Probability Density Geodesics in Image Diffusion Latent Space
Qingtao Yu, Jaskirat Singh, Zhaoyuan Yang, Peter Henry Tu, Jing Zhang, Hongdong Li, Richard Hartley, Dylan Campbell
TL;DR
This work introduces probability-density geodesics in diffusion latent space, revealing that geodesics under a density-weighted metric with weight $w(\gamma)=p(\gamma)^{-1}$ preferentially traverse high-density, plausible image regions in diffusion latent spaces. It derives the theoretical framework (weighted path length, Euler–Lagrange equations, functional derivatives) and operationalizes it in the latent space of a pre-trained diffusion model (Stable Diffusion) via conditional densities, score estimation, and efficient IVP/BVP solvers. The authors demonstrate training-free image sequence interpolation and extrapolation, and analyze geodesic properties in video data, reporting competitive quantitative metrics (FID, PPL, PDV, TOPIQ) across datasets without model fine-tuning.
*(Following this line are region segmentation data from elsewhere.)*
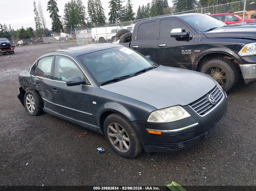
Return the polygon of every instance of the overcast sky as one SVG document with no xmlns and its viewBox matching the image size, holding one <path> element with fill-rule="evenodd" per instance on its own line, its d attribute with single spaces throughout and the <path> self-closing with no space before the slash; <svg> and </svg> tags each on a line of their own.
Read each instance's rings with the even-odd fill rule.
<svg viewBox="0 0 256 191">
<path fill-rule="evenodd" d="M 103 7 L 105 9 L 104 12 L 107 19 L 108 18 L 108 14 L 109 12 L 108 2 L 110 0 L 101 0 Z M 34 13 L 33 11 L 33 0 L 0 0 L 2 8 L 0 10 L 0 23 L 6 25 L 11 24 L 12 27 L 16 30 L 17 28 L 20 28 L 21 26 L 26 28 L 31 27 L 35 29 L 34 23 Z M 37 4 L 38 4 L 39 0 L 35 0 Z M 48 0 L 41 0 L 42 7 L 45 18 L 46 26 L 49 29 L 52 27 L 51 19 L 49 16 L 49 12 L 46 11 Z M 57 3 L 59 8 L 60 15 L 63 15 L 64 5 L 68 0 L 58 0 Z M 82 0 L 84 5 L 87 9 L 87 0 Z M 133 5 L 133 10 L 136 12 L 139 5 L 142 4 L 146 5 L 151 0 L 131 0 Z M 127 0 L 125 0 L 125 5 L 126 4 Z M 171 0 L 168 0 L 169 6 L 171 4 Z"/>
</svg>

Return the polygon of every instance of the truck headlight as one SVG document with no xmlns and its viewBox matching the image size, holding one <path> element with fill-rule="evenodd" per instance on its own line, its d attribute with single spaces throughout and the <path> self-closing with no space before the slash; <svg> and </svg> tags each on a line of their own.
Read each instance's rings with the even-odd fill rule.
<svg viewBox="0 0 256 191">
<path fill-rule="evenodd" d="M 246 44 L 239 51 L 238 54 L 241 56 L 256 55 L 256 43 Z"/>
<path fill-rule="evenodd" d="M 177 106 L 153 112 L 149 115 L 147 121 L 166 123 L 178 121 L 191 116 L 182 107 Z"/>
</svg>

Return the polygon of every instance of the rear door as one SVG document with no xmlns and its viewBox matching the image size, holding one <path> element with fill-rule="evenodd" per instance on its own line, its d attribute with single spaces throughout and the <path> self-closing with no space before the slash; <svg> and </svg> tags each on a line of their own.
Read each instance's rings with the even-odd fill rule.
<svg viewBox="0 0 256 191">
<path fill-rule="evenodd" d="M 35 85 L 43 98 L 45 107 L 53 110 L 56 110 L 52 91 L 54 88 L 53 68 L 54 60 L 54 56 L 44 57 L 38 60 L 34 80 Z"/>
<path fill-rule="evenodd" d="M 145 56 L 150 56 L 157 63 L 156 51 L 158 49 L 158 34 L 159 20 L 141 24 L 138 26 L 135 40 L 133 38 L 131 48 Z"/>
<path fill-rule="evenodd" d="M 193 37 L 171 37 L 171 31 L 174 29 L 181 28 L 183 32 L 189 32 L 193 36 L 191 31 L 175 19 L 161 19 L 159 24 L 156 62 L 168 66 L 193 69 Z"/>
</svg>

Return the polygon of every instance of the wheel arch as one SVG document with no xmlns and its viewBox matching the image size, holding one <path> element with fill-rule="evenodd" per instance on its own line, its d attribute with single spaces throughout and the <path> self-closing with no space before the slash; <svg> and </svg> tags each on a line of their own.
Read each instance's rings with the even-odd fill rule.
<svg viewBox="0 0 256 191">
<path fill-rule="evenodd" d="M 243 62 L 238 55 L 232 50 L 224 48 L 213 48 L 206 50 L 197 56 L 195 59 L 193 70 L 199 71 L 204 63 L 211 59 L 217 58 L 224 58 L 230 60 L 238 68 L 239 68 L 239 63 Z"/>
</svg>

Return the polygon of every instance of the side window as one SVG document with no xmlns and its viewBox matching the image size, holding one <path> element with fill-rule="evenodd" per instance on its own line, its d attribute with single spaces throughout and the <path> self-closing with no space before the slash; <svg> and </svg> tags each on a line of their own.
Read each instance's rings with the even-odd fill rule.
<svg viewBox="0 0 256 191">
<path fill-rule="evenodd" d="M 35 64 L 32 68 L 31 68 L 31 70 L 30 71 L 30 73 L 29 74 L 31 75 L 35 75 L 35 68 L 36 66 L 36 65 Z"/>
<path fill-rule="evenodd" d="M 183 26 L 179 22 L 174 19 L 161 20 L 160 21 L 160 38 L 169 38 L 171 37 L 171 31 L 172 29 L 181 28 Z"/>
<path fill-rule="evenodd" d="M 141 24 L 139 27 L 136 40 L 148 40 L 155 39 L 156 21 Z"/>
<path fill-rule="evenodd" d="M 38 61 L 37 75 L 53 79 L 53 77 L 51 75 L 51 72 L 53 59 L 53 56 L 47 56 L 42 58 Z"/>
<path fill-rule="evenodd" d="M 66 81 L 69 78 L 76 76 L 80 76 L 82 80 L 85 79 L 78 66 L 72 60 L 64 56 L 56 56 L 54 79 Z"/>
</svg>

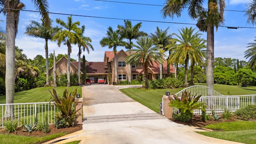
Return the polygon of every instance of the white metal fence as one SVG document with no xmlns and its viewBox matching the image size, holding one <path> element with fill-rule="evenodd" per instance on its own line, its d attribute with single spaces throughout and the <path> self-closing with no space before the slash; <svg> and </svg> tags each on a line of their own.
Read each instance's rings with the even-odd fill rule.
<svg viewBox="0 0 256 144">
<path fill-rule="evenodd" d="M 180 98 L 182 94 L 186 91 L 190 93 L 192 96 L 202 95 L 199 101 L 204 102 L 207 106 L 206 112 L 212 114 L 212 110 L 216 114 L 221 114 L 225 109 L 231 112 L 238 109 L 244 108 L 249 105 L 256 104 L 256 95 L 245 95 L 237 96 L 224 96 L 214 90 L 203 86 L 193 86 L 185 88 L 175 94 Z M 173 108 L 174 112 L 177 111 Z M 195 110 L 194 114 L 201 115 L 202 111 Z"/>
<path fill-rule="evenodd" d="M 10 108 L 10 112 L 5 116 L 5 110 Z M 6 117 L 18 122 L 21 126 L 22 123 L 34 124 L 36 119 L 38 122 L 44 122 L 46 119 L 49 124 L 54 122 L 55 113 L 58 111 L 53 102 L 35 102 L 0 104 L 0 127 L 4 126 L 8 120 Z"/>
</svg>

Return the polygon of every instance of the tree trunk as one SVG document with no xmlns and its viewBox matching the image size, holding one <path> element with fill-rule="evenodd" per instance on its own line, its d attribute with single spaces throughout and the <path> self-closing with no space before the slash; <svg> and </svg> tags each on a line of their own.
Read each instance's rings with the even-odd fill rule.
<svg viewBox="0 0 256 144">
<path fill-rule="evenodd" d="M 163 65 L 162 64 L 160 64 L 160 79 L 162 79 L 162 70 L 163 67 Z"/>
<path fill-rule="evenodd" d="M 188 54 L 187 54 L 187 55 Z M 185 87 L 186 88 L 188 86 L 188 56 L 187 56 L 187 58 L 185 60 Z"/>
<path fill-rule="evenodd" d="M 67 87 L 69 88 L 70 86 L 70 51 L 71 50 L 71 45 L 68 42 L 67 44 L 68 45 L 68 64 L 67 71 L 67 78 L 68 79 L 68 84 L 67 84 Z"/>
<path fill-rule="evenodd" d="M 207 44 L 206 48 L 206 84 L 207 86 L 213 89 L 213 62 L 214 59 L 214 26 L 207 26 Z"/>
<path fill-rule="evenodd" d="M 15 90 L 15 31 L 14 13 L 10 11 L 6 15 L 5 90 L 6 103 L 14 102 Z M 7 106 L 5 109 L 4 118 L 13 117 L 12 106 Z"/>
<path fill-rule="evenodd" d="M 56 61 L 55 60 L 55 51 L 53 50 L 53 87 L 57 87 L 56 84 Z"/>
<path fill-rule="evenodd" d="M 117 58 L 115 54 L 115 84 L 117 84 Z"/>
<path fill-rule="evenodd" d="M 45 40 L 45 64 L 46 69 L 46 86 L 50 86 L 49 82 L 49 60 L 48 58 L 48 40 Z"/>
<path fill-rule="evenodd" d="M 78 52 L 78 85 L 80 85 L 80 70 L 81 70 L 81 60 L 80 60 L 80 58 L 81 57 L 81 48 L 79 48 L 79 51 Z"/>
<path fill-rule="evenodd" d="M 145 89 L 148 88 L 148 64 L 146 63 L 143 64 L 143 84 L 142 84 L 142 88 Z"/>
<path fill-rule="evenodd" d="M 190 71 L 190 81 L 189 82 L 189 84 L 191 86 L 195 85 L 194 82 L 194 64 L 191 64 L 191 70 Z"/>
</svg>

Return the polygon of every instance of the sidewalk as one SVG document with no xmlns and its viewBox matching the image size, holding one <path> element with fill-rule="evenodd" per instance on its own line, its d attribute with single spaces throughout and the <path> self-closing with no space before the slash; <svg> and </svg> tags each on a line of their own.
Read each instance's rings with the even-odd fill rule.
<svg viewBox="0 0 256 144">
<path fill-rule="evenodd" d="M 82 87 L 83 130 L 48 142 L 67 139 L 56 144 L 78 140 L 94 144 L 239 144 L 204 136 L 194 132 L 204 130 L 170 121 L 118 90 L 124 87 Z"/>
</svg>

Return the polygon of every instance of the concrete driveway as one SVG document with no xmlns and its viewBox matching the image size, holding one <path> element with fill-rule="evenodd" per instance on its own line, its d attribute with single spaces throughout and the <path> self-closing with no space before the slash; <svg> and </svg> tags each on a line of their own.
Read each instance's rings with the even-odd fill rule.
<svg viewBox="0 0 256 144">
<path fill-rule="evenodd" d="M 198 134 L 195 132 L 205 131 L 170 121 L 118 90 L 130 86 L 83 86 L 83 130 L 57 143 L 239 144 Z"/>
</svg>

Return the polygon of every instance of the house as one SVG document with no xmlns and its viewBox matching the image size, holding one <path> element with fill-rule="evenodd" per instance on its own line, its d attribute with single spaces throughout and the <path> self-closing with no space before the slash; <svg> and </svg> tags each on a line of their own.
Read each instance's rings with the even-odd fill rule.
<svg viewBox="0 0 256 144">
<path fill-rule="evenodd" d="M 125 58 L 128 53 L 122 50 L 117 52 L 117 76 L 118 81 L 128 80 L 129 68 L 128 65 L 124 62 Z M 94 77 L 104 76 L 106 82 L 107 82 L 108 76 L 108 61 L 110 63 L 110 73 L 112 84 L 114 82 L 115 67 L 114 54 L 113 51 L 106 51 L 104 56 L 103 62 L 86 62 L 86 76 Z M 56 75 L 60 75 L 67 73 L 67 58 L 64 56 L 56 63 Z M 80 73 L 82 72 L 82 62 L 81 62 Z M 143 74 L 142 66 L 141 65 L 131 65 L 131 79 L 137 80 L 142 80 L 142 75 Z M 49 76 L 52 75 L 53 67 L 49 71 Z M 77 73 L 78 72 L 78 62 L 70 62 L 70 73 Z M 150 80 L 155 80 L 160 77 L 160 64 L 156 62 L 153 62 L 153 65 L 150 65 L 148 67 L 148 78 Z M 174 73 L 174 68 L 172 65 L 170 66 L 170 73 Z M 167 75 L 167 61 L 162 64 L 162 76 L 163 78 L 166 77 Z"/>
</svg>

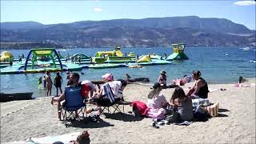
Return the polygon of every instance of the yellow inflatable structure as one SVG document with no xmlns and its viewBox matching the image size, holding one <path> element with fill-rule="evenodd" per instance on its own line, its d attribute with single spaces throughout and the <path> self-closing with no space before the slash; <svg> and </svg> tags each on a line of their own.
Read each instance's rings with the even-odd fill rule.
<svg viewBox="0 0 256 144">
<path fill-rule="evenodd" d="M 137 63 L 141 63 L 141 62 L 151 62 L 151 58 L 150 56 L 148 55 L 144 55 L 143 57 L 142 57 L 141 58 L 139 58 L 137 61 Z"/>
<path fill-rule="evenodd" d="M 9 51 L 3 51 L 1 53 L 0 62 L 13 60 L 14 55 Z"/>
</svg>

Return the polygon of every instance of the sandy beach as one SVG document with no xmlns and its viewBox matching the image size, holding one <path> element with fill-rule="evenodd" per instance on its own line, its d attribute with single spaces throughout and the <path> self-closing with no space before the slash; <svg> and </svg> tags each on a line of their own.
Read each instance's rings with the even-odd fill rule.
<svg viewBox="0 0 256 144">
<path fill-rule="evenodd" d="M 193 86 L 183 86 L 185 90 Z M 98 123 L 87 122 L 66 127 L 57 119 L 57 106 L 50 98 L 1 103 L 1 143 L 60 135 L 88 130 L 91 143 L 255 143 L 255 78 L 242 83 L 210 84 L 210 102 L 219 102 L 218 117 L 190 126 L 164 125 L 150 127 L 151 118 L 135 118 L 128 113 L 101 115 Z M 226 90 L 221 90 L 220 89 Z M 149 86 L 130 84 L 124 90 L 126 101 L 146 102 Z M 169 101 L 174 89 L 162 90 Z M 94 107 L 94 106 L 89 106 Z M 95 107 L 95 106 L 94 106 Z"/>
</svg>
This approach provides a principled method to study latent-space geometry and enables practical sequence-editing tasks with pre-trained diffusion models, offering insights for future generative-model analysis and applications.
Abstract
Diffusion models indirectly estimate the probability density over a data space, which can be used to study its structure. In this work, we show that geodesics can be computed in diffusion latent space, where the norm induced by the spatially-varying inner product is inversely proportional to the probability density. In this formulation, a path that traverses a high density (that is, probable) region of image latent space is shorter than the equivalent path through a low density region. We present algorithms for solving the associated initial and boundary value problems and show how to compute the probability density along the path and the geodesic distance between two points. Using these techniques, we analyze how closely video clips approximate geodesics in a pre-trained image diffusion space. Finally, we demonstrate how these techniques can be applied to training-free image sequence interpolation and extrapolation, given a pre-trained image diffusion model.